On the basis of this alone, Miss J.K. Rowling deserves my utmost respect. Her novels have made reading hip and cool again, and people are flocking back to the bookstores by the millions. Which is a good thing.
But then there's this.
"Author J.K. Rowling expects to begin writing the seventh and final Harry Potter book as early as the end of this year. It should land in bookstores in about two years."And I don't get that. I honestly don't.
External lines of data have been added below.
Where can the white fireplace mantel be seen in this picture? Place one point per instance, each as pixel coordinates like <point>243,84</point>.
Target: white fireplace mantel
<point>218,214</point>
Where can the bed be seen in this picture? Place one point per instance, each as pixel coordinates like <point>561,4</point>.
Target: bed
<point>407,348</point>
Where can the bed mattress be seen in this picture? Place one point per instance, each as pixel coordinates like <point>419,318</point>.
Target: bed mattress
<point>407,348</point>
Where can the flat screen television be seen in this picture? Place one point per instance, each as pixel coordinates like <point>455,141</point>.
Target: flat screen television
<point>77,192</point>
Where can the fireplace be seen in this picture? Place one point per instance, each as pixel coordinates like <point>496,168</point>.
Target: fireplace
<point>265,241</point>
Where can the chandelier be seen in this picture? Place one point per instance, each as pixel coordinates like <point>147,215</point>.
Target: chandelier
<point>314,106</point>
Don't get me wrong, I have never written fiction in a professional environment, which was to be published (and probably won't ever), so I don't really know what I'm talking about here, but still; how can you put a time limit on such a creative process? How does that work? Can you switch creativeness on and off?
Can you say, "Starting next month, I'll be creative for some two years, and that'll be it."?
It would seem to me that a creative process such as writing a novel -and especially the final novel in a series as popular as this one, a fact that brings about all kinds of added pressure- should be a natural proces, not forced by the restraints of time. I would think that a time limit such as this would turn the writing proces from a natural and unrestricted flow of creativeness which manifests itself as prose on paper into .. well .. conveyor belt work; just popping out another one of those novels.
Or am I wrong here?
Cheers
5 Comments:
Okay, hear me out. Commercial creativity has a deadline. By definition it must. There is an audience waiting. Accounts needing balance. Markets managed. Etc. etc. etc.
I always tell my theatre classes that yes, it is true, you could rehearse and rehearse from now until doomsday and it would be different 9 times out of 10. The art would continue to morph. But tickets are sold and opening night is advertised.
And sometimes, a public deadline makes the product better. Sometimes constraints bring out the best in people.
Besides, specific to J.K., I believe she said she already knew how the series would end. She just had to put pen to paper. That shouldn't take too long for her. The rest is all editing (well, they don't do that much) and production/promotion.
Signed,
The Devil's Advocate
Theatre Chick beat me to it. That's exactly what I was gonna say.
Very well put, TC, you make a couple of very valid points.
Thanks for that.
Cheers
It works for a lot of successful writers. And it doesn't for others. Look at the Left Behind books - incredibly popular, sell like hotcakes... and horribly written. I don't know a fiction writer worth her ink who thinks the series was close to well-written. But the thing became such a marketing empire that the authors had to keep churning it out at a frantic pace.
I haven't read the Potter books - I may one day, but the Left Behind experience has left me a little leary.
Look at other authors who have multiple books, but who aren't writing a "series". Amy Tan, for instance - because she isn't writing a series, she turns out much higher quality work when her work is published, and each one has actually improved on the one before. I fear that's the exception.
To give you another for instance, Stephen King - I think he's a prime example of a writer whose "brand" has become so important that the fact that his work is really not that good no longer matters.
But that's one writer's opinion. Take it for what it's worth.
Toodles,
Becky
Fuck, is everybody a writer here?
I'm so out of my league!
Cheers
ps: I don't know Amy Tan (though I think Snake recommended her to me once), but I fully agree with you on King.